I ricercatori hanno scoperto che gli adolescenti che hanno ricevuto PEERS hanno mostrato una significativa diminuzione dell’attività dell’emisfero destro e un aumento dell’attività dell’emisfero sinistro. Gli adolescenti con autismo che non hanno completato l’intervento non hanno avuto questo cambio di attività cerebrale. Inoltre, gli adolescenti con autismo che hanno ricevuto PEERS hanno avuto un’attività cerebrale simile a adolescenti neurotipici dopo aver ricevuto l’intervento. Prima di ricevere PEERS, sia il gruppo di attesa che il gruppo di intervento avevano un’attività dell’emisfero marcatamente meno sinistra rispetto agli adolescenti neurotipici. Un’altra scoperta interessante è stata la relazione tra i cambiamenti di attività cerebrale e il comportamento. Gli adolescenti che hanno avuto l’attività dell’emisfero sinistro più dopo PEERS hanno mostrato un minor numero di sintomi di autismo correlati ai genitori e più contatti sociali.
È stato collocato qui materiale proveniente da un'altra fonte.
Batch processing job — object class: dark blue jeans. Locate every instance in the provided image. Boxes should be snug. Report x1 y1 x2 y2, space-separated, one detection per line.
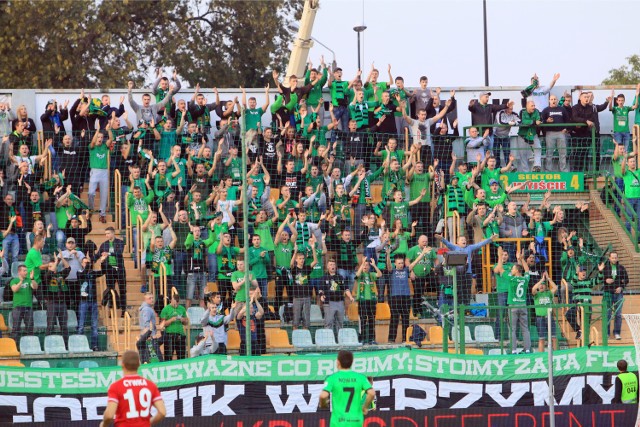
76 301 98 349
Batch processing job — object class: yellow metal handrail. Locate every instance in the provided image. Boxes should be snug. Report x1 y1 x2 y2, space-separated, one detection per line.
133 215 144 271
158 264 167 307
111 289 119 351
124 187 133 253
124 311 131 351
113 169 123 230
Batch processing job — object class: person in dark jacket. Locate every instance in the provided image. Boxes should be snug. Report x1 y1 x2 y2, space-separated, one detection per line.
98 95 124 129
571 92 600 171
98 227 127 317
40 99 69 138
69 89 98 136
41 253 71 344
76 256 107 351
602 252 629 340
469 92 514 150
62 211 93 254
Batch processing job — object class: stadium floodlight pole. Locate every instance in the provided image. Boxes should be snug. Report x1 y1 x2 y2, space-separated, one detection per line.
482 0 489 86
291 25 338 68
547 307 556 427
353 25 367 70
240 103 250 356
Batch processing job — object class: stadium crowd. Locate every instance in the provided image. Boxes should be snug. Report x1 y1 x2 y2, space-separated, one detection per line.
0 62 640 361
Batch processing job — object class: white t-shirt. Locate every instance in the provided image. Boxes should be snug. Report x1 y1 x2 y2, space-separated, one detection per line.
409 119 432 146
529 86 551 111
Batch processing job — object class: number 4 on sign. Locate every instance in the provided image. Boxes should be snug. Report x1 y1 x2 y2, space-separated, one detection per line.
569 174 580 190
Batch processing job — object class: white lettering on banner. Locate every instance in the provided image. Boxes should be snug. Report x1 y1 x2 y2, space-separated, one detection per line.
184 361 204 380
393 378 438 411
486 383 529 408
584 350 636 371
176 387 198 417
33 395 82 423
198 385 244 417
373 380 391 411
317 359 336 377
587 375 616 405
531 377 585 406
160 390 178 417
412 354 509 376
266 384 323 414
0 374 632 424
438 381 483 409
82 396 107 421
0 394 32 423
515 357 548 375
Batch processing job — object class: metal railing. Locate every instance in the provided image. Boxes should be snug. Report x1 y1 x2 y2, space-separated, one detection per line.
604 175 640 252
462 123 601 178
124 311 132 351
440 301 608 354
133 215 144 271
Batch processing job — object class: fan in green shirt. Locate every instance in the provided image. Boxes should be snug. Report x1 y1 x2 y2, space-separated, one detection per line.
407 159 439 203
249 234 271 279
609 90 640 135
389 77 411 117
364 64 393 108
9 265 38 310
620 156 640 199
150 224 178 277
478 155 515 193
127 186 154 227
89 130 113 169
373 138 405 164
160 295 189 335
493 246 513 294
240 83 270 130
320 350 376 427
407 241 438 277
231 259 258 303
389 188 427 228
304 65 329 105
391 224 418 258
24 242 44 284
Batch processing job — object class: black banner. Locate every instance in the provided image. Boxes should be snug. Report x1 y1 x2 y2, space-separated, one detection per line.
0 374 632 426
38 405 638 427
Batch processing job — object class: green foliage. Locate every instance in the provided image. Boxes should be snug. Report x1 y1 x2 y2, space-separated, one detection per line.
602 55 640 85
0 0 303 89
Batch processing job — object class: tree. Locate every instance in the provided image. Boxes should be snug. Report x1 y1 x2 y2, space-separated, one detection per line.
0 0 303 89
602 55 640 85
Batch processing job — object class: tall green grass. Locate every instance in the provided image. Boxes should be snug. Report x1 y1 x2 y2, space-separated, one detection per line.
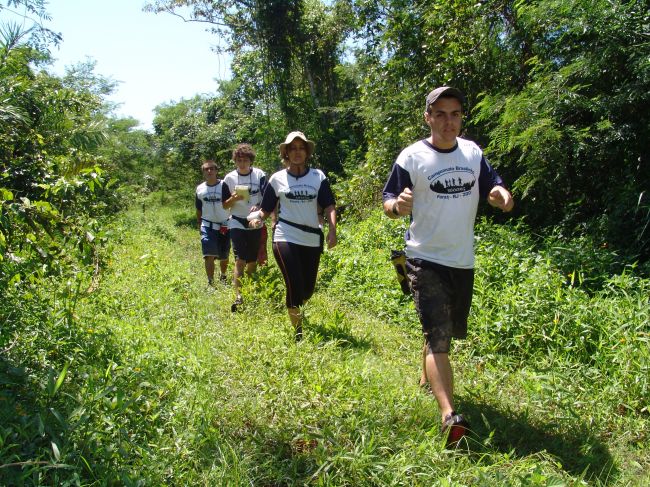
0 194 650 486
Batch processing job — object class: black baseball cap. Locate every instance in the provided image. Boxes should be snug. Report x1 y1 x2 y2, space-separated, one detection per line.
426 86 465 110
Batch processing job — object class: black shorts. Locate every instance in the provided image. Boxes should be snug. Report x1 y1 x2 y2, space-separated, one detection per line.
273 242 321 308
406 259 474 353
230 228 262 263
201 226 230 260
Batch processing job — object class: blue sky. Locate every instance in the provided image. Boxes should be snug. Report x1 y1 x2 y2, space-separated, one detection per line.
5 0 230 129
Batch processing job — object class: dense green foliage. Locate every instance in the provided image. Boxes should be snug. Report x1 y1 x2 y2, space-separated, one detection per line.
144 0 650 264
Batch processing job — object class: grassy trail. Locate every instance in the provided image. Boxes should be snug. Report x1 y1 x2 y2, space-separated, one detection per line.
74 197 647 486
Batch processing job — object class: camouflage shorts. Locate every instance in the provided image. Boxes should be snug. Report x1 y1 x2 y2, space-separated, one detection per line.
406 259 474 353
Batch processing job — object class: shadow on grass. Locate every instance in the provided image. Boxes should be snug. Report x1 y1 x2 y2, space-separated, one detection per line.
460 401 618 485
305 324 372 350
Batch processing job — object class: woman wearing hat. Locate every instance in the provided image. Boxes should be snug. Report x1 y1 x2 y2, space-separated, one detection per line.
248 132 336 341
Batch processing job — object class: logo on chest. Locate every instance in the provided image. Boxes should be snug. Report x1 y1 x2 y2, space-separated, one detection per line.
428 166 476 194
284 184 317 202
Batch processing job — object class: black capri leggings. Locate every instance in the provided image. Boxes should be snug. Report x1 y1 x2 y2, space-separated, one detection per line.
273 242 321 308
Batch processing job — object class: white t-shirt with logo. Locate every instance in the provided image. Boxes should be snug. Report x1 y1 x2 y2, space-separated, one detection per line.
223 167 266 230
262 168 335 247
383 137 503 269
194 181 230 223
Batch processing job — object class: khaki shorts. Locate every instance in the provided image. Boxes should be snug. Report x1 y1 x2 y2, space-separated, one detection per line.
406 259 474 353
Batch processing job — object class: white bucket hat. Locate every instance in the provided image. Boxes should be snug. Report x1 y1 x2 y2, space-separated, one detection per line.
280 131 316 159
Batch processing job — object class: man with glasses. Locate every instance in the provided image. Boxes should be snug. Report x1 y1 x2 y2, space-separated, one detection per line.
195 159 230 286
383 86 514 446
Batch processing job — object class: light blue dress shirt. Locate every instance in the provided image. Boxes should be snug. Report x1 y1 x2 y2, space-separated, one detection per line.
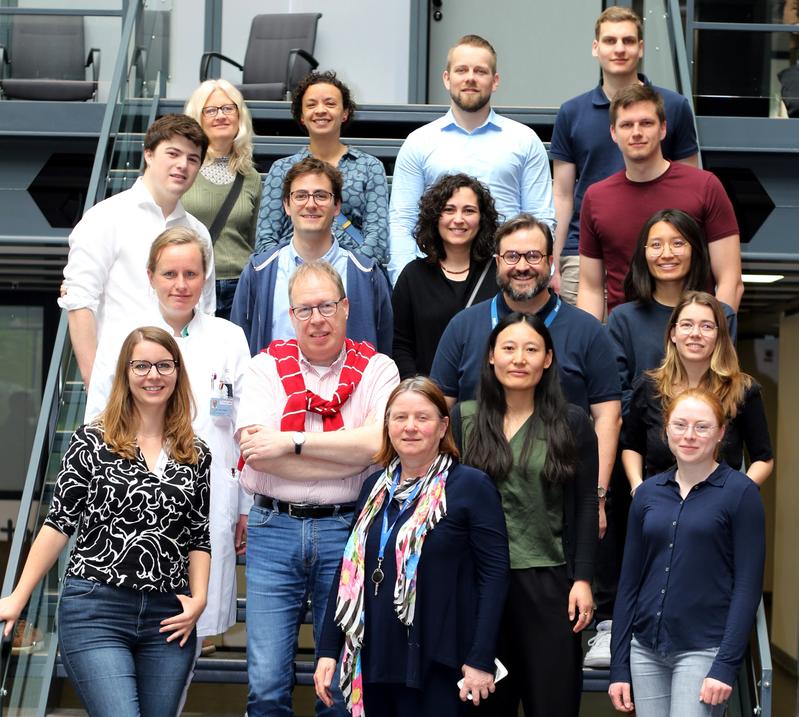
388 110 555 283
272 238 347 340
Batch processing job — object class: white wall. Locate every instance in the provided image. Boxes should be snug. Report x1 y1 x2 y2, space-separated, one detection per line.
167 0 410 104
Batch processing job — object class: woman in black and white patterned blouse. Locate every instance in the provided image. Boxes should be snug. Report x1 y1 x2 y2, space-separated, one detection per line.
0 327 211 717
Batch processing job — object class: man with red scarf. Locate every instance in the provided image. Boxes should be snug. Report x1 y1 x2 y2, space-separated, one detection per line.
237 260 399 717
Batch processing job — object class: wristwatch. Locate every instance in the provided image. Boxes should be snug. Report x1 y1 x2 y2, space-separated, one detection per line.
291 431 305 455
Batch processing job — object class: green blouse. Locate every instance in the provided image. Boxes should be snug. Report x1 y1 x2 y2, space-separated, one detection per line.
461 401 566 570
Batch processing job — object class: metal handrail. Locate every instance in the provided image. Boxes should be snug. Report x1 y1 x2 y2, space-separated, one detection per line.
0 0 144 709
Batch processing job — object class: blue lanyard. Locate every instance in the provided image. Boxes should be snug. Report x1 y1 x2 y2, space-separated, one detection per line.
377 466 422 565
491 296 560 331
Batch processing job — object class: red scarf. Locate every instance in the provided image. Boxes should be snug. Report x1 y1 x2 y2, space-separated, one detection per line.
264 339 377 431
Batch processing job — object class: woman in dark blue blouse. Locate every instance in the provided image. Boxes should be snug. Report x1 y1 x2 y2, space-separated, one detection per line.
314 377 508 717
608 388 765 717
0 326 211 717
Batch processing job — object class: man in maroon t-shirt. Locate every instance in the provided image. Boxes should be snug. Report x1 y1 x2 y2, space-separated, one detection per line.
577 85 743 320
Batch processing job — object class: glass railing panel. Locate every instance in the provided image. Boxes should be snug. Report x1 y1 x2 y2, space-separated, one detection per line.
694 29 791 117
Nel complesso, questi risultati suggeriscono che gli adolescenti con autismo che hanno ricevuto l’intervento hanno avuto cambiamenti significativi nell’attività cerebrale, che tali cambiamenti hanno reso il gruppo di intervento più simile al gruppo neurotipico e che quei cambiamenti riguardavano i sintomi dell’autismo e del comportamento sociale.

Questi risultati sono molto positivi, ma sono necessarie ulteriori ricerche in questo settore. Ci sono sempre più domande a cui rispondere, ma penso che questi tipi di studi rappresentino un enorme passo avanti nella ricerca sull’autismo e mi eccitano sia come neuroscienziato che come clinico!

Riferimenti

Stavropoulos, KKM (2017). Utilizzare la neuroscienza come misura di esito per gli interventi comportamentali nei disturbi dello spettro autistico (ASD): una revisione. Ricerca sui disturbi dello spettro autistico, 35 , 62-73.

Van Hecke, AV, Stevens, S., Carson, AM, Karst, JS, Dolan, B., Schohl, K., et al. (2015). Misurare la plasticità dell’approccio sociale: uno studio controllato randomizzato degli effetti dell’intervento di PEERS sull’asimmetria EEG in adolescenti con disturbi dello spettro autistico. Journal of Autism and Developmental Disorders, 45 , 316-335.

Laugeson, EA, Frankel, F., Gantman, A., Dillon, AR, e Mogil, C. (2012). Formazione di abilità sociali basate sull’evidenza per adolescenti con disturbi dello spettro autistico: il programma PEERS dell’UCLA. Journal of Autism and Developmental Disorders, 42 (6), 1025-1036.